There are two kinds of  529 college savings fund - savings and prepaid. In the savings plan, you can invest your contributions in different types of investment options, like a mutual fund. A pre-paid plan, as the name suggests, lets you prepay part or all of the cost of a public college education. However, you also have the option to use it in a privately owned college.

Aside from these facts, you have several options how to withdraw your 529 college savings plan. You can issue the check to yourself, the beneficiary, or to the college institution where the beneficiary is going. Another important thing you have to keep in mind is that you cannot keep any portion of this plan to yourself. Rather, all the money goes to the beneficiary for his or her college tuition.

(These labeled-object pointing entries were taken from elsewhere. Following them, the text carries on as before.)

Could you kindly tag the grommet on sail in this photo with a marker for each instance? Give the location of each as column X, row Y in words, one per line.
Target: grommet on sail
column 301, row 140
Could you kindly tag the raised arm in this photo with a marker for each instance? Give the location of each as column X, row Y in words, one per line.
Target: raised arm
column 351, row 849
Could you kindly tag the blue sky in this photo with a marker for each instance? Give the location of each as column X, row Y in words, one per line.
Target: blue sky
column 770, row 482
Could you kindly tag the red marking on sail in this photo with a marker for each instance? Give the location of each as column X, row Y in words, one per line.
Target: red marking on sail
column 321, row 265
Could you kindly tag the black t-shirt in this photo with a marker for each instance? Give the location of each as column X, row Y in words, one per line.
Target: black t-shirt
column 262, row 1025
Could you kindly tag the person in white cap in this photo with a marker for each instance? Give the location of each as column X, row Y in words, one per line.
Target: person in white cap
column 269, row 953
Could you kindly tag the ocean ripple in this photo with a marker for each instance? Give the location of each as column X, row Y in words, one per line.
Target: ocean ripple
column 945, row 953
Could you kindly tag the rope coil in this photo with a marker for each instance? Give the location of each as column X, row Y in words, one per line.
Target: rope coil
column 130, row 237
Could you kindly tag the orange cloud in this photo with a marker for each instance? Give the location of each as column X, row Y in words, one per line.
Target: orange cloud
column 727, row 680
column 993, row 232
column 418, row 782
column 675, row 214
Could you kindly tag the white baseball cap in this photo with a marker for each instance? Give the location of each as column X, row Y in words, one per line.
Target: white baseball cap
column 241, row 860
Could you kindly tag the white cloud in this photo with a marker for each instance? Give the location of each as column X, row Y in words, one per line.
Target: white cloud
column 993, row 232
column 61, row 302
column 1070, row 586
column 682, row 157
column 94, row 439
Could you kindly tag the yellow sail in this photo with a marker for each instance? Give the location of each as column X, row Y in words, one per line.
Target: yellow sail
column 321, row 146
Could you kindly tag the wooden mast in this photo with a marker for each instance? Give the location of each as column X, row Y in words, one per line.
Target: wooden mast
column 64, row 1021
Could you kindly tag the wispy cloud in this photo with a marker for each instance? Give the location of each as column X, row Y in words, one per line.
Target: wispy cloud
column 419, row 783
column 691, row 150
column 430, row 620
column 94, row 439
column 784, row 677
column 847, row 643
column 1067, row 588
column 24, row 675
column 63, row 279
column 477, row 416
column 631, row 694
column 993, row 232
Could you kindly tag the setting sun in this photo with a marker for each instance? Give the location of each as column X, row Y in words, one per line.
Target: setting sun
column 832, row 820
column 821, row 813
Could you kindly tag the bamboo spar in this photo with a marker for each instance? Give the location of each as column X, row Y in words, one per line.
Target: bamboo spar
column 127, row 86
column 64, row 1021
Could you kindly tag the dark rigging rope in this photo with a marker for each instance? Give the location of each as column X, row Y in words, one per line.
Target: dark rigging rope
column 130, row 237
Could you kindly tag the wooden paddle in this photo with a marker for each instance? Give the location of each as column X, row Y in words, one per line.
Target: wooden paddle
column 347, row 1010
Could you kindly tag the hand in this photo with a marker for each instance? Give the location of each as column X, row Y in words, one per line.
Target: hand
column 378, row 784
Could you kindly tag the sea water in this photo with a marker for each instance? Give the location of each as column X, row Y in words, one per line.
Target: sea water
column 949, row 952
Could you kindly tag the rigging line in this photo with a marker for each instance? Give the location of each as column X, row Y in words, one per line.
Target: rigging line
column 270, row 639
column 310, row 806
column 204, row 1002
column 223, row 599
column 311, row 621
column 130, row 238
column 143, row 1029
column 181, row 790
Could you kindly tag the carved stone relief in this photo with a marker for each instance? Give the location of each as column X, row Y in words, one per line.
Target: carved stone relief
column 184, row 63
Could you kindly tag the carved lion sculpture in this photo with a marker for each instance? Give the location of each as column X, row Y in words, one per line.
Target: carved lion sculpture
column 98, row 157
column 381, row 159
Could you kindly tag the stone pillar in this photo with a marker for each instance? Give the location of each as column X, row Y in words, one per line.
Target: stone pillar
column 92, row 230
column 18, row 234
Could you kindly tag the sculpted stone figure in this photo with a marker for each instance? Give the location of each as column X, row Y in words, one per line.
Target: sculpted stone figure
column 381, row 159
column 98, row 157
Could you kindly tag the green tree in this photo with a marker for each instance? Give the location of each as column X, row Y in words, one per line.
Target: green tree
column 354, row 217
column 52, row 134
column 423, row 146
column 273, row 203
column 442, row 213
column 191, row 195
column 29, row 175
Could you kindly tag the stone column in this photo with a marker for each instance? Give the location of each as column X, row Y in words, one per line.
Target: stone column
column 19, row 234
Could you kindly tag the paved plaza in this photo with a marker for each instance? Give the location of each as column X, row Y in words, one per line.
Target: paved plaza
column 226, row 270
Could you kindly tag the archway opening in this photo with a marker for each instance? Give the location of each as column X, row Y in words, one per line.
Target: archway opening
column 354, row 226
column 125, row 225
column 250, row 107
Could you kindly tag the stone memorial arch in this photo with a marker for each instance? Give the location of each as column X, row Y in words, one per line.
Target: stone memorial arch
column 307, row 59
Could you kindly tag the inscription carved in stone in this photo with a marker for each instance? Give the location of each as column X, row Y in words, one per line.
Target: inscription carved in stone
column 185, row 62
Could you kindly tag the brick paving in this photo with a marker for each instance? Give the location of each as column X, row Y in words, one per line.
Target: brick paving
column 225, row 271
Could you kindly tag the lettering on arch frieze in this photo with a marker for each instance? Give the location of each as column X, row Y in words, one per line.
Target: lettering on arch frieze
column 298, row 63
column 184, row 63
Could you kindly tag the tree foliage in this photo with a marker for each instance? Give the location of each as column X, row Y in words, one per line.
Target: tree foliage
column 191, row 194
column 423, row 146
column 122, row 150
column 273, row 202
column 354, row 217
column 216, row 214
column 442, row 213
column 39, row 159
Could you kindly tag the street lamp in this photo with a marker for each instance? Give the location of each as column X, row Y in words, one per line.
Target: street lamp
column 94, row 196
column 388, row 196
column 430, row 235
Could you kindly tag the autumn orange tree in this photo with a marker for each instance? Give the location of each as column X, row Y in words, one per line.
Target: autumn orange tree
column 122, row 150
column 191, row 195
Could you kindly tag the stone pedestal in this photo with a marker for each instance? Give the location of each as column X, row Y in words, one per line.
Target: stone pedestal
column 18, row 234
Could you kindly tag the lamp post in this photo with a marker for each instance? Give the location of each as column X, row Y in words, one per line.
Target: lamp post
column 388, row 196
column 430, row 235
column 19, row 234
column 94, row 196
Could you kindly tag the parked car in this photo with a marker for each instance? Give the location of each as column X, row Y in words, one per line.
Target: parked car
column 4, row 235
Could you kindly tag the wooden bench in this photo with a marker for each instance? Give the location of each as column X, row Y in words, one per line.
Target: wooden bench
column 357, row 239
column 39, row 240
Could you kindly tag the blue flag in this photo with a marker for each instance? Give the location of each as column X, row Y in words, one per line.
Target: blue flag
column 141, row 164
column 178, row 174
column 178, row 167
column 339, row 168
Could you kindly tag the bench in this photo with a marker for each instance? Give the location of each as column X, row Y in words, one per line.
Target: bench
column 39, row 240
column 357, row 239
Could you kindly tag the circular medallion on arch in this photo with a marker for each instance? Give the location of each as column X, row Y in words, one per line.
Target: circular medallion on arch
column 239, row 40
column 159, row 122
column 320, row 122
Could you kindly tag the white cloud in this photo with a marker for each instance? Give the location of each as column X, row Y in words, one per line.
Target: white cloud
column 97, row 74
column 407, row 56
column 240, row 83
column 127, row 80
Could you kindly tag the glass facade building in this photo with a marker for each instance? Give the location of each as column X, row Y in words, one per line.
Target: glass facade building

The second important thing you have to know about a 529 college savings plan is that you need to have a Form 1099-Q filed on February of the next year after you withdraw it. The form should go to whoever the check is issued to.

Because you have to file a Form 1099-Q for the withdrawal of your 529 college savings plan, some of its earnings might be taxable. Even if the cost of college in a certain year increase but the earnings of the withdrawal exceed the adjusted amount of qualified education expenses, the IRS will still get money from it.

However, you can benefit from the tax-free withdrawal of your 529 college savings plan. You can do that by making yourself as the account beneficiary, get the tax-free withdrawals, and fund your own education if you have plans to pursue it.